Омехин отвернулся от щели и вздрогнул, словно по его груди проскользнуло это стремительное, молниеносное насекомое.

На его плечо по-дружески, но крепко легла рука Палейки.

Пальцы у него растрепанные и грязные, словно испаренные веники.

— Допросили?

— Собираюсь, — ответил Омехин.

— Может, препроводить ее при письме? Часть нежелательно возбуждена. Вы заметили, Алексей Петрович?

Омехин, уменьшая свой широкий рот, быстро спросил:

— Вы, кажется, товарищ Палейка, больше о ней заботитесь, чем… Да тут лавочка у ней, дальше коробки с пудрой не двинется. Да… Разговаривать с ней нечего, я ее допрошу. Допрошу… — повторил Омехин.

Голоса негромкие, не дальше сжатых губ, короткого дыхания, но ухо пленной чутко. Она всем телом прижалась к стенке мазанки. И так горячо, так охвачено пламенем ее тело. Серая шершавая стена принимает, впитывает ее жар — она совсем теплая. Очень теплая. Совершенно не удивительно будет, если переданное ею тепло коснется, дойдет до лиц близко стоящих мужчин. Щеки одного вспыхнули, за ними пылают уши.

— Я вам не сочувствую, хотя как руководителю военной части все сообщенные ею сведения мне необходимо было бы знать первому…

Палейка вдруг круто, по-военному, повернулся, козырнул молча и пошел вдоль палаток.

Омехин крикнул уже вслед ему:

— Обождите, Максим! Надо выяснить, чего недоразуметь. Верите ли…

Последние слова он бормотал на ходу, далеко откидывая коленями длинные полы шинели.

— В лесу надо поговорить, — через плечо сказал ему Палейка.

— В лесу?

— В лесу. Здесь неудобно.

Глава четвертая

Шинель Омехин сбросил на куст саксаула. Голубая нездешняя птичка выскочила из-под его куста.

«Хорошее место для могилы», — подумал он.

Палейка, не по-солдатски широко размахивая руками, шел далеко впереди.

…Ведь надумает еще пойти не до саксаулов, а до гор. Не до гор, а до скал Каги, до них пять верст, по меньшей мере. Собачий перегон — так называются пять верст…

Костры чадили в долине. Партизанские кони рвали траву, как сучья. Горы — как палатки, в которых спит смерть.

Одни ледники разорвали желтое небо.

Ледники холодом своим смеются над пустыней.

…К горам, что ли, он идет?

…Не дойдешь, брат, в такой тоске.

…Все мы не доходим.
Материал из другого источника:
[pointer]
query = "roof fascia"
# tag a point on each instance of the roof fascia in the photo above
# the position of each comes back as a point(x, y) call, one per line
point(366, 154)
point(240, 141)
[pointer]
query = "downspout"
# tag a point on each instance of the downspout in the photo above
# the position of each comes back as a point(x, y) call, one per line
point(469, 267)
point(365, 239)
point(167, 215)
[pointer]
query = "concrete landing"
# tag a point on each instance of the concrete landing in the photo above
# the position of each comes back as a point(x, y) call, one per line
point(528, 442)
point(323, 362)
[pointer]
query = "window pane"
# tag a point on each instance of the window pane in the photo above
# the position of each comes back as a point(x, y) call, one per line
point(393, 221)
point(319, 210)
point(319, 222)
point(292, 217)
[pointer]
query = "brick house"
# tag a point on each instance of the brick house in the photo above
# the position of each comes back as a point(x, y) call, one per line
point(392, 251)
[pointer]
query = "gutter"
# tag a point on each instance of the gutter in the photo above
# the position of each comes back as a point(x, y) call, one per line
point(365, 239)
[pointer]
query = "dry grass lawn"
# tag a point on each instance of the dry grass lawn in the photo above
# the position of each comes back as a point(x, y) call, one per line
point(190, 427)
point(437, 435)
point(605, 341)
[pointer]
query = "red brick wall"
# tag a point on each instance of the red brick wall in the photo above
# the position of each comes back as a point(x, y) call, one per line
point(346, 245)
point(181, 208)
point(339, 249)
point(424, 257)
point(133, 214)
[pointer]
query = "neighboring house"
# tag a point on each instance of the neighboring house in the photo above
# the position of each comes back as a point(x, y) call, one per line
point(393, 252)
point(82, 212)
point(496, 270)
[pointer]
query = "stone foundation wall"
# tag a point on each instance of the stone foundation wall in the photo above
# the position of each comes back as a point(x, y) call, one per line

Было другое лето в Петербурге, где нет гор и где море за ровными скалами, построенными людьми. Все же и там дует ветер пустыни, свивает наши полы и сушит без того сухие губы. Птица у меня на родине, в Лебяжьем, выводила из камышей к чистой воде желтых птенцов. Я не видал их. Об этом напомнили мне книги. Петербургские тропы ровные и прямые, и я все-таки недалеко ушел со своей тоской…

Палейка, обессиленный, повалился грудью на землю. Саксаул острыми спицами впился в тонкое сукно, разрезая приникшее к земле тело. Теплый дождь — подумал с неудовольствием кустарник.

Запыхавшийся Омехин остановился подле. Губы у него твердые, как дресва саксаула. Будто всю жизнь Омехин ест корки.

«Вы, я вижу, Максим, на самом деле, а?..» — хотел было сказать он и, как всегда при речах, потер он оземь и согнул правую ступню.